You may have noticed that there has been an increase of potholes in the UK, in the past decade. Worse yet, there has also been an increase in the number of motor accidents, per year, which have been caused by potholes. As in many cases, individuals choose to swerve from a pothole at the last minute and end up crashing into another vehicle or a barricade.
If you’re interested in learning about how you can avoid having your vehicle, being damaged by a pothole, you’ve come to the right place. Simply continue reading to learn how you can avoid becoming another pothole pandemic statistic.
Be careful when you’re driving in areas which are known for failing to fix their potholes:
It’s wise to be extra cautious when you’re driving on roads in areas of the country, which are notorious for failing to keep their public roads well maintained.

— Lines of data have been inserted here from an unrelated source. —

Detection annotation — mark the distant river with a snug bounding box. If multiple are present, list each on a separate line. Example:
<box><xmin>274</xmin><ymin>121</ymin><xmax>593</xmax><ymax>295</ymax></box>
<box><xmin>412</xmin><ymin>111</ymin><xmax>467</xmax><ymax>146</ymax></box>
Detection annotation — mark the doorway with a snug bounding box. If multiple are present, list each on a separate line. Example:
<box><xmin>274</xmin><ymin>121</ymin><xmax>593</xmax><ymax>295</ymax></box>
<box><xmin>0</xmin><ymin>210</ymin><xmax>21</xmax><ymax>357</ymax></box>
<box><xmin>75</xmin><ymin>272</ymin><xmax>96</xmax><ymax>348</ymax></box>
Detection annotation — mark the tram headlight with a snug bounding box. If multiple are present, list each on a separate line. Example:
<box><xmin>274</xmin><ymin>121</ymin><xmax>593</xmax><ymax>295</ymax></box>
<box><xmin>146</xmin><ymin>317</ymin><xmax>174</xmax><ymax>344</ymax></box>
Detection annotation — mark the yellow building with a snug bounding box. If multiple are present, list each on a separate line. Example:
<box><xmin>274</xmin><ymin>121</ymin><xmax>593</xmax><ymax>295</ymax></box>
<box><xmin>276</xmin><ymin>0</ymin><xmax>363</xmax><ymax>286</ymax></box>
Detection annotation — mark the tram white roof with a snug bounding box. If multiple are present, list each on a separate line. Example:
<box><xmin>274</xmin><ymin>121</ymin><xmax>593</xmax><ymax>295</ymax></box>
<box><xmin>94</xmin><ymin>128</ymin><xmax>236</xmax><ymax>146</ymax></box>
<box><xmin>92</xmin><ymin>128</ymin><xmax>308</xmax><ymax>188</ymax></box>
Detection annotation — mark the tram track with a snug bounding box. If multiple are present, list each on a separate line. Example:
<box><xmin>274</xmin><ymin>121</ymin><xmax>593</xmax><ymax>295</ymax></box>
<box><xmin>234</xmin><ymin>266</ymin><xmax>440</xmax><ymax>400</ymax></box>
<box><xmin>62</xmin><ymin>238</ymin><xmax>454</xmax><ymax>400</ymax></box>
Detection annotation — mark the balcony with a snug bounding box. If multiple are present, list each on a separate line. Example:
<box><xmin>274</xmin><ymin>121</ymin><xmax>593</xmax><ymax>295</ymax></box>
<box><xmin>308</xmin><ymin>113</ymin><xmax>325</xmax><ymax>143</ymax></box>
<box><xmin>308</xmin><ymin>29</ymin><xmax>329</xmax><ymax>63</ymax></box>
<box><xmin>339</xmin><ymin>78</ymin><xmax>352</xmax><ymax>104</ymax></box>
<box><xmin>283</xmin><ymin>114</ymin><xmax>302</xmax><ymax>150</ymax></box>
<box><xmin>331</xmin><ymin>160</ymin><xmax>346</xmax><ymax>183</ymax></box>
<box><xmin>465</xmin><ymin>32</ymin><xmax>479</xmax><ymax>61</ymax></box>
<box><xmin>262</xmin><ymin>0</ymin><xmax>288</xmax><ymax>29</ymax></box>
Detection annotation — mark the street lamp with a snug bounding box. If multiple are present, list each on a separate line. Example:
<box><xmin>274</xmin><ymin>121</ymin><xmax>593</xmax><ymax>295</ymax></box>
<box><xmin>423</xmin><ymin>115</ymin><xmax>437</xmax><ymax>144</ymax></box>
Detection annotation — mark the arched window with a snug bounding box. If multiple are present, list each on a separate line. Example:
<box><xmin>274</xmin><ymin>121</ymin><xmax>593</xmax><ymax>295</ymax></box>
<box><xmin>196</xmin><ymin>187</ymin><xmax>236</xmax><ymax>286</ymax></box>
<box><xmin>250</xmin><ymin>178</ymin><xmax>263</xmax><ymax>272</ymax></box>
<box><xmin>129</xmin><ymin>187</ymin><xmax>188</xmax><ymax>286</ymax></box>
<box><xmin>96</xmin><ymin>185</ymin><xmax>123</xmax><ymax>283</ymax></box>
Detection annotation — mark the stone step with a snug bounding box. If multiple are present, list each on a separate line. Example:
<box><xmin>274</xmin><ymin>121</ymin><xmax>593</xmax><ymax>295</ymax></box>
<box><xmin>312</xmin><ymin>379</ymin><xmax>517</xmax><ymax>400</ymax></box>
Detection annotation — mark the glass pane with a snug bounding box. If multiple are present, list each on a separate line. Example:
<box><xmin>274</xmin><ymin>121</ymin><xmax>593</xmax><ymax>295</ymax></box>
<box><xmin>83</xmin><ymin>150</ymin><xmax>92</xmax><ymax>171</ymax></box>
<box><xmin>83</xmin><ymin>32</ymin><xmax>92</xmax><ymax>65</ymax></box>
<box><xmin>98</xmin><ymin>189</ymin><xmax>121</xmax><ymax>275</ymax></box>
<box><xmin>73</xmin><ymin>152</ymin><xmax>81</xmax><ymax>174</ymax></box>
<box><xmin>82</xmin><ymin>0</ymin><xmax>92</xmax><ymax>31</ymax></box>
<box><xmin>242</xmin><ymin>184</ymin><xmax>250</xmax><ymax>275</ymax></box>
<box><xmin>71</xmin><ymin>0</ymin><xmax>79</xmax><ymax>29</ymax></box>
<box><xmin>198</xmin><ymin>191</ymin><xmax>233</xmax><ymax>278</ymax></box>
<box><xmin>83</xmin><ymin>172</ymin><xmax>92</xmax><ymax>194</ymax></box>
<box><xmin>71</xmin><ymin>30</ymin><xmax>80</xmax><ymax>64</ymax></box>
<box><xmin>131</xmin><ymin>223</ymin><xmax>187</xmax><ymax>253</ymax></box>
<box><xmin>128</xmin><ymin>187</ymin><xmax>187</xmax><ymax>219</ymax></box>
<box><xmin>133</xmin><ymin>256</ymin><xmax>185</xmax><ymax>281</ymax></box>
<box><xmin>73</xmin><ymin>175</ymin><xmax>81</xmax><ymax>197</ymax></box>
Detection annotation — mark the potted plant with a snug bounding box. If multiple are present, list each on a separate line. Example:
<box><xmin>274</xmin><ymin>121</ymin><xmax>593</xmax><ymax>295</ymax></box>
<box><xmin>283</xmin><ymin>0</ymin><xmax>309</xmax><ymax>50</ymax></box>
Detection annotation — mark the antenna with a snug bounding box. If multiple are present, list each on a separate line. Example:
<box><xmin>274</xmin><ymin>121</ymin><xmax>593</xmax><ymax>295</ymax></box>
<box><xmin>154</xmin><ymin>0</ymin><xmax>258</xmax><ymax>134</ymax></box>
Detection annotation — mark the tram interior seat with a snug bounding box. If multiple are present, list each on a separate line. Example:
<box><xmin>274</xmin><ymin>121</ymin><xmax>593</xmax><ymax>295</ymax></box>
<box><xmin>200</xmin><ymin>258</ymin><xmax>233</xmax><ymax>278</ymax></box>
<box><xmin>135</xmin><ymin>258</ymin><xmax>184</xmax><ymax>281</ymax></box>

As an example, from 2018-2019 Surrey’s council received 3,533 requests for compensation for damage to their cars which was caused by potholes in Surrey. Keep in mind that this number only factors in the individuals who chose to seek compensation and that the total number of accidents which were caused by a pothole in Surrey during this time would be far higher.

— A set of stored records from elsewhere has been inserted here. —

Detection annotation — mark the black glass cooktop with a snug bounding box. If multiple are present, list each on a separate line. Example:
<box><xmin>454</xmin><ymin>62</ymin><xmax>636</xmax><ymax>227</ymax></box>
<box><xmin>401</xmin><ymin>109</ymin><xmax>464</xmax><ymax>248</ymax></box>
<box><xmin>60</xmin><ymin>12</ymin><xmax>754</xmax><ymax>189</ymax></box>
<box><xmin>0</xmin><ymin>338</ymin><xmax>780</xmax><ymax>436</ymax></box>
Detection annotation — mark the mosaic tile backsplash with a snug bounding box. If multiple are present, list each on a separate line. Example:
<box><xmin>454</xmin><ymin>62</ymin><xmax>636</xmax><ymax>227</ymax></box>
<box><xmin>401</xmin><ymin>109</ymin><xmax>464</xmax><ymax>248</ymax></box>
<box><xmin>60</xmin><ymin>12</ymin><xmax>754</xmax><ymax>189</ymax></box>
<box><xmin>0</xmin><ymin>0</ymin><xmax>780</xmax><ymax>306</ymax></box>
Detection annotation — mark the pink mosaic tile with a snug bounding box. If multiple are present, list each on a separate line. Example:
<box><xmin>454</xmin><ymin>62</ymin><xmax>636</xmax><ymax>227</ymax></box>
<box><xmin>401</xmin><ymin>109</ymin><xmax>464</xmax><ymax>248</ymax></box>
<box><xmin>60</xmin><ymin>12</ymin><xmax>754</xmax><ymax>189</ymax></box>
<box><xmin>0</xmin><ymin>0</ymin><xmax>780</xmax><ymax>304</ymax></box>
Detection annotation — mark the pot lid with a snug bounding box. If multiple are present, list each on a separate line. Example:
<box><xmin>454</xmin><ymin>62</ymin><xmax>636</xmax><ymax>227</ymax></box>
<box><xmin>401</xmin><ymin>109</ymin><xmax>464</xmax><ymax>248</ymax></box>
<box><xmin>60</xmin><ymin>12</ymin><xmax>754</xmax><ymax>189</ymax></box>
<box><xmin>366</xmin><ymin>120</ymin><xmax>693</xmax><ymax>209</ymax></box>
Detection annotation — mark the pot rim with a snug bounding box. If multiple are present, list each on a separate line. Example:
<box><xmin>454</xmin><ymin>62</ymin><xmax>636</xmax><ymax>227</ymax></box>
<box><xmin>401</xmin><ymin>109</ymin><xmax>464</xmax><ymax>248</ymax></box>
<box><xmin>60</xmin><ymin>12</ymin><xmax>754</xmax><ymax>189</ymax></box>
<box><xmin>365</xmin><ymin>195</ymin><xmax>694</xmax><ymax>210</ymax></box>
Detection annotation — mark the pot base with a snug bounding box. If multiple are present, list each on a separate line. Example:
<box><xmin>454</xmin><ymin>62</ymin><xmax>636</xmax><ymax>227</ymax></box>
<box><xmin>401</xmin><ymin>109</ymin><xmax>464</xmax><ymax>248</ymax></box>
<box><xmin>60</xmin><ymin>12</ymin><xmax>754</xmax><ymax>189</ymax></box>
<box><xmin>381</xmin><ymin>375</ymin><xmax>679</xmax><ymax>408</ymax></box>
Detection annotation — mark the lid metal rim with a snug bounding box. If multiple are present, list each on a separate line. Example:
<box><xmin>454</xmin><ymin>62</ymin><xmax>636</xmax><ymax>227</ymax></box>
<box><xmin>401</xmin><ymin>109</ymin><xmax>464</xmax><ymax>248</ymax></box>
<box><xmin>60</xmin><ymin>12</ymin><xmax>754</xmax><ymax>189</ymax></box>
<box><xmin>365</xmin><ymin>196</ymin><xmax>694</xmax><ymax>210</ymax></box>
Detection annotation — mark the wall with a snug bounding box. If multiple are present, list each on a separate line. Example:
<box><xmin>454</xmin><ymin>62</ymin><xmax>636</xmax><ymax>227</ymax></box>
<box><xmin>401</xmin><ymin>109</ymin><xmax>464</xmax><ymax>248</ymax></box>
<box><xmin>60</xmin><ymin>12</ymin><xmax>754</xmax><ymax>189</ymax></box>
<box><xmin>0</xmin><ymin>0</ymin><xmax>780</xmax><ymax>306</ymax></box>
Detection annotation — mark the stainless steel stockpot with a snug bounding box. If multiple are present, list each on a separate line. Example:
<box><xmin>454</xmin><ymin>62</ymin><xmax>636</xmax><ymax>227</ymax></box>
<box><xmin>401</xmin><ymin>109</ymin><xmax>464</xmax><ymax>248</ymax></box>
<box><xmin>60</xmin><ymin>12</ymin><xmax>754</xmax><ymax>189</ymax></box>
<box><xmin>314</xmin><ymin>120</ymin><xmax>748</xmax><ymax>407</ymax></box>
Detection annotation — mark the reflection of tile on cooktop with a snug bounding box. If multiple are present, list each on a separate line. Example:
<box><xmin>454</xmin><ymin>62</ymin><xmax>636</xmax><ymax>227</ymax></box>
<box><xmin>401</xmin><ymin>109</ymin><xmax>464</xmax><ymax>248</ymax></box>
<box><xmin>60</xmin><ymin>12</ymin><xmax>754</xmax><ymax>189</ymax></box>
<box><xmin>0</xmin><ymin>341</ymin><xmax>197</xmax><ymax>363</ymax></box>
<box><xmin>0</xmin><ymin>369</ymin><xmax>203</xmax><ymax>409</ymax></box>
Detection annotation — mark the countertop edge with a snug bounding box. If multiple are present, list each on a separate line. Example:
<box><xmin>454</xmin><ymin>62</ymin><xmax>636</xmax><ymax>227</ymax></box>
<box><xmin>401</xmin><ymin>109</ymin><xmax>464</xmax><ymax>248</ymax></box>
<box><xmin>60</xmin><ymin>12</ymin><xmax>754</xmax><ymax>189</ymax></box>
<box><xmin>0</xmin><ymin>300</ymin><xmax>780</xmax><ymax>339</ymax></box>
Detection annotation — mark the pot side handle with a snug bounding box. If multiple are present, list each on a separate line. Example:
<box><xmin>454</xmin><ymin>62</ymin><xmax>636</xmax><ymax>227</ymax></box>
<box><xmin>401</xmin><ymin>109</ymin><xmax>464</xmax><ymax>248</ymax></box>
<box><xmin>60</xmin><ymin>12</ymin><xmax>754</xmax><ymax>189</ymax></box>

However, it’s safe to say that if you plan on driving in Surrey you should drive slowly, so that you can decrease your chances of damaging your car. Other areas which feature a lot of potholes include Bury, Northamptonshire, Cumbria and Hertfordshire.
Drive to the speed limit:
The faster that you drive over a pothole or the faster that you’re driving when you choose to swerve from a pothole at the last minute, the more likely it is that you’ll sustain serious damage to your car. So it’s a wise move to drive to the speed limit. So that if you do see a pothole up ahead, you have time to slow down and avoid it. Without crashing into another vehicle or a stationary obstacle. Such as a roundabout or a sign.
Report any potholes which you come across to the local council:
If you report a pothole, which you come across, it can be fixed by the local council before it has a chance to develop further. As the larger a pothole is, the more damage it can do to individuals’ cars. Including your own car.

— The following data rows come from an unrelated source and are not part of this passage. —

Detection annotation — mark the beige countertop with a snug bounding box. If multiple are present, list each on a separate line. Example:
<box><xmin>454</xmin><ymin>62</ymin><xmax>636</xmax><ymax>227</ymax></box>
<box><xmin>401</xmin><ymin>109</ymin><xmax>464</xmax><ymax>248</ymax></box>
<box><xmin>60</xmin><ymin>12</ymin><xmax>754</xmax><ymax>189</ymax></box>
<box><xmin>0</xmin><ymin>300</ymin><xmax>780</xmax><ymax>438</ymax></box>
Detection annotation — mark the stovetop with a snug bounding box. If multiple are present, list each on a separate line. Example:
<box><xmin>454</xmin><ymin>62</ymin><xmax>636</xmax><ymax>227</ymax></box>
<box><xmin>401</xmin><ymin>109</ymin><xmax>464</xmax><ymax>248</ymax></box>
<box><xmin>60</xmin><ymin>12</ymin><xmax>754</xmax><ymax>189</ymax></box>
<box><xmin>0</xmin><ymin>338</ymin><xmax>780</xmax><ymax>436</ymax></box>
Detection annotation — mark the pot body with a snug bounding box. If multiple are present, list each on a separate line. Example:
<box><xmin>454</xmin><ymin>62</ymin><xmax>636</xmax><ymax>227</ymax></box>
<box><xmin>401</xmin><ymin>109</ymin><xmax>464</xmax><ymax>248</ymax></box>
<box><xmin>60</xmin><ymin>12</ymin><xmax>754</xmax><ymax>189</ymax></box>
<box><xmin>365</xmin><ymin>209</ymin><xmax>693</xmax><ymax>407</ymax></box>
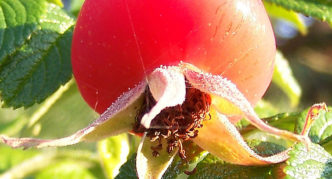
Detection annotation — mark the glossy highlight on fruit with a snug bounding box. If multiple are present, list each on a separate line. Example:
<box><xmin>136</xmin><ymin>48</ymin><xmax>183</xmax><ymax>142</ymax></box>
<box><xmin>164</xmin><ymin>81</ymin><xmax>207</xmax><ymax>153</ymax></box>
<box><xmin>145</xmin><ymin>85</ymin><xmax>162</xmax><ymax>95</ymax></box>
<box><xmin>72</xmin><ymin>0</ymin><xmax>275</xmax><ymax>113</ymax></box>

Try to use roads which are well maintained:
It’s also a smart move to use roads which are well maintained. Instead of roads which receive little attention from their councils.
What to do if your car is damaged as the result of a pothole:
If you end up damaging your car as a result of a pothole which is located on public land, you may be able to seek compensation from the council who is responsible for the upkeep of the road, which your car was damaged on. As it’s the local councils, who are legally responsible for ensuring that their roads are safe to drive on. As ratepayers pay their councils to take care of their local roads.
If you follow all of the tips which have been outlined above, you should be able to significantly decrease your chances of damaging your vehicle on a pothole on a badly maintained road.